Many Presbyterians of today come out of African, Latin, Asian, and Native cultures.   I would hope that we could incorporate some  of these traditions into our worship services and into the life of this church, without it being called  "drive-by aesthetic syncretism" or "a lbag of spiritual resources.". I would hope that Christian orthodoxy within this church does not require doing worship in the 16th century, European, and Protestant tradition which could also be described as "aesthetic syncretism."

John McNeese said...
This comment has been removed by the author.
Viola Larson said...

I intend to write about that later. I do believe that the traditions of other cultures can be beautifully used in Christian worship. But not other religious worldviews. I believe that other world views were used in some, but not all, of this worship.

Jodie said...
This comment has been removed by a blog administrator.
Jess said...

Why bother with church? If churches use pagan music, dance, traditions and ceremonies, why would a pagan bother with church? Why should a christian bother with church sine the pagan music and dance outside of church seems of a much better quality than the stuff in the church. The rock'n roll music at my church is terrible compared to the rock'n roll music "outside". I thought christians had something unique: Jesus Christ. What happened? He's not unique enough? We have to borrow from pagans? Who do christians follow? We have to borrow pagan ideas including an American Indian ceremony of the four winds for a PCA ceremony in order to make Christ relevant? Yup, those pagans do such cool things, let's copy them, then maybe they'll come to Christ by our example!

Viola Larson said...

I think there might be some confusion. This is a PCUSA event. Thanks for your comment.

ZZMike said...

"Once again, mainliners pillage the religion of non-Christians for material."

I don't think that's it at all.
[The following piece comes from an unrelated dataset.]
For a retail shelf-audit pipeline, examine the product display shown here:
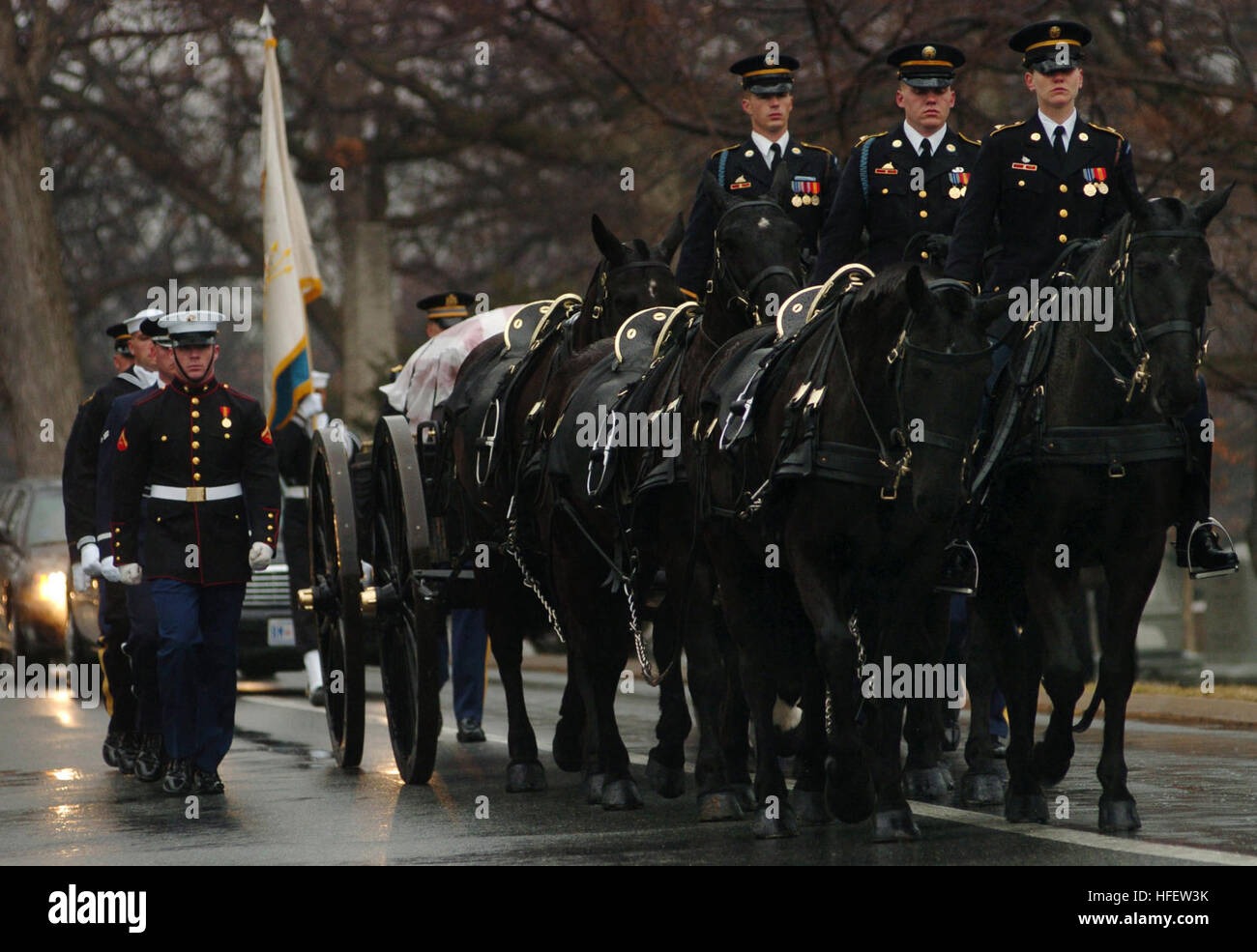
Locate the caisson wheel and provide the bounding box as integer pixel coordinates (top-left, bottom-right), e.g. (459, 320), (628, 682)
(371, 416), (445, 784)
(309, 431), (365, 770)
They want to use Indian lore simply because they have no belief in their own traditions.

The lost souls at the GA have no foundation in Scripture.

Jess gets close to the heart of the matter: we have a great Message, but lousy messengers.

Consider also the "Confession":

"All: But we have built walls of hostility.
All: But we have tolerated injustice and poverty.
All: But we have harbored hatred and waged war.
All: But we have poisoned water, land, and air.
All: But we have insisted on hoarding more than our share."

These are right out of the Socialist/Marxist playbook. Who determines "our fair share"? They do, of course. Who determines what's "injustice and poverty"? They do, of course. And they're more than happy to take our money, our resources, and redistribute them in a way that They figure is "fair". Just so long as it doesn't include us.

On the other hand, that's immediately followed by the "assurance of pardon", so it's all OK, we can continue as before.